One data point to that effect comes from Axios, which recently number-crunched its way to the conclusion that engagement with Musk’s personal Twitter account has exploded: “Owning Twitter, and using the app to present and defend his plans for the company, has energized his personal platform.”

To be sure, “engagement” can be a mixed metric: In this case, it’s not just that his follower count is up 74%, it means quote tweets are up more than 200%, and replies are up 130%. That could obviously add up to a lot of negativity—Musk skeptics and critics trolling and dunking on him. But it unquestionably adds up to a lot more attention: Musk is exercising more personal influence over the digital “public square”—and living rent-free in more heads—than ever before. And that increasingly appears to be his personal-brand goal.

This might at first seem difficult to reconcile with Musk’s actual 2022 track record. By any measure, his Twitter takeover has been a hot mess: His ad hoc approach to “free speech” absolutism combined with mass layoffs has resulted in a spike of hate speech, spooked major advertisers, alienated high-profile users, and energized competitors. A scheme to monetize verification status has so far sputtered, and Musk himself has said that the enterprise is flirting with bankruptcy.

Meanwhile, Tesla is losing market share as electric-vehicle competition grows, and its association with Musk is becoming a more fraught brand factor as his reputation tilts from “gutsy innovator” to “probably overextended” to “loudmouth” to “shitposter-in-chief.” (Tesla owners reportedly get hassled by strangers more than drivers of other EVs.)

While his SpaceX enterprise seems to be on course, it has also been the source of toxic-workplace accusations. His Boring Company appears to be spinning in place. Neuralink is reportedly being investigated for animal abuse, and Starlink has struggled to meet demand. For a guy who self-presents as an entrepreneurial savant, Musk sure had what looks like a losing year, with a jaw-dropping estimated $99 billion plunge in his net worth this year (though still leaving him with a net worth of about $170 billion, good enough to leave him the richest person in the world).

But, when it comes to attracting attention, Musk’s performance is off the charts.

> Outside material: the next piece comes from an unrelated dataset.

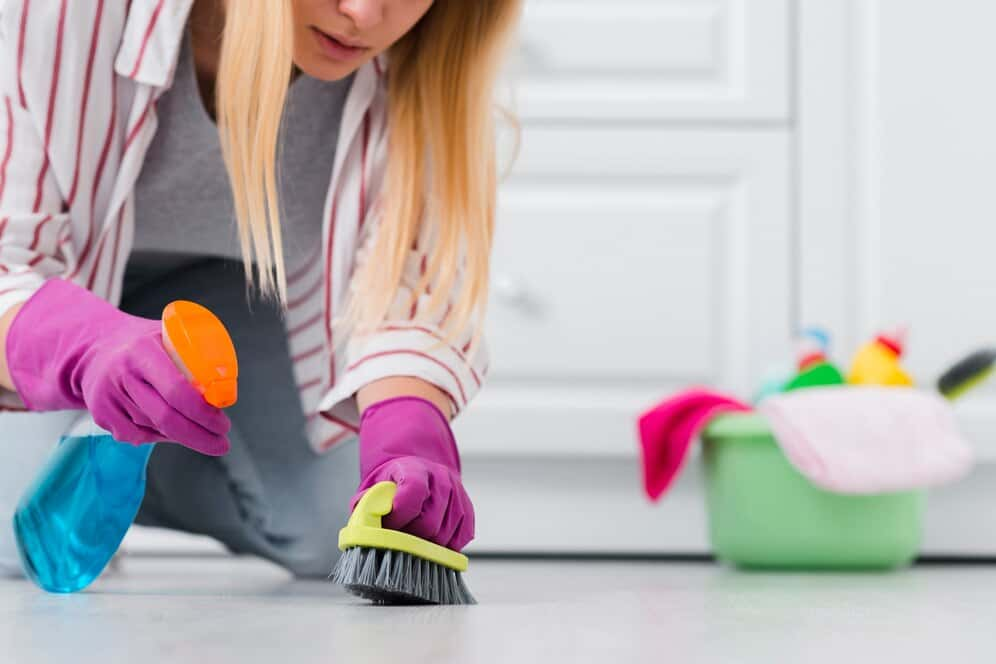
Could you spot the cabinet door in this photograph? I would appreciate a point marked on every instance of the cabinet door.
(897, 175)
(630, 262)
(655, 59)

Musk has said point blank that when he decided to buy Twitter, “I didn’t do it to make more money.” Instead, he claimed, he was motivated to ensure the social media platform performed like a “public square.” What’s become increasingly clear is that he meant a public square whose central feature was not merely a statue of Elon Musk, but the Head Twit himself, IRL, actively and personally deciding who is welcome and who is not. When he’s not doing that, he’s using his platform to opine more loudly than ever on politics, media, pop culture. His recent “Twitter Files” adventure—working with a once-respected journalist to share pre-Musk internal Twitter discussions of which he evidently disapproves—seems, above all, an exercise in creating a trending topic.

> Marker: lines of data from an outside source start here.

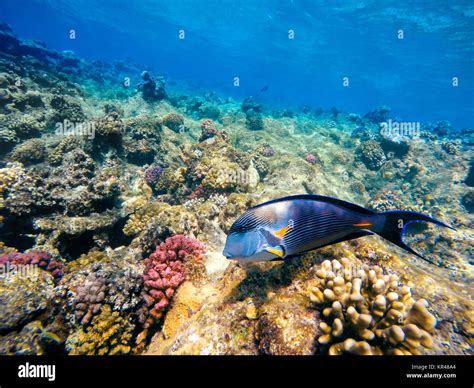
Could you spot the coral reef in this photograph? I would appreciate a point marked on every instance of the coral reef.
(34, 257)
(109, 333)
(164, 272)
(372, 154)
(98, 218)
(367, 312)
(25, 294)
(174, 121)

Even his gestures toward crowdsourcing seem to be head fakes designed to enhance Musk-centrality. Most notably, he’s used Twitter polls to (presumably) make decisions about controversial figures’ access to the platform. But the most significant thing about the polls is that they have originated from Musk’s personal account. You don’t have to follow Musk to be aware of these polls, but using his own account to solicit crowd feedback is putting a pretty big thumb on the scale: When he declares “the people have spoken,” what he really means is “my people have spoken.”

Musk knows better than to make his feedback experiments play out in anything resembling an objective environment because he’s seemingly not interested in “vox populi.” He’s interested in everyone being interested in vox Musk.

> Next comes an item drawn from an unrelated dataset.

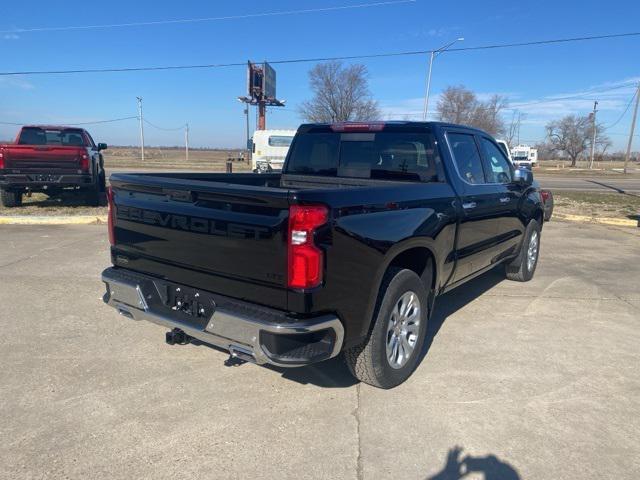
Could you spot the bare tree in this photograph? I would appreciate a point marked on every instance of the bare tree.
(340, 94)
(572, 135)
(458, 104)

And while he’s clearly willing to pay a high price to reach that goal, the price may not be as high as anti-Musk doomsayers predict (or wish). The site has not yet, as some warned, simply buckled under the weight of unattended code. Despite some prominent user defections, Musk says actual Twitter traffic has been higher than usual, as the crowd simply can’t look away. At least some advertisers can’t resist staying involved. And, of course, the Musk fandom is more enthusiastic than ever.

It’s remarkable to recall that we seemed to be at Peak Musk around this time a year ago when he was named Time’s Person of the Year for 2021. Be honest: Did you think about Elon Musk more this year than you did last year? The answer to that question is the reason that, for better or worse, the Musk brand became inescapable in 2022.

Branded is a weekly column devoted to the intersection of marketing, business, design, and culture.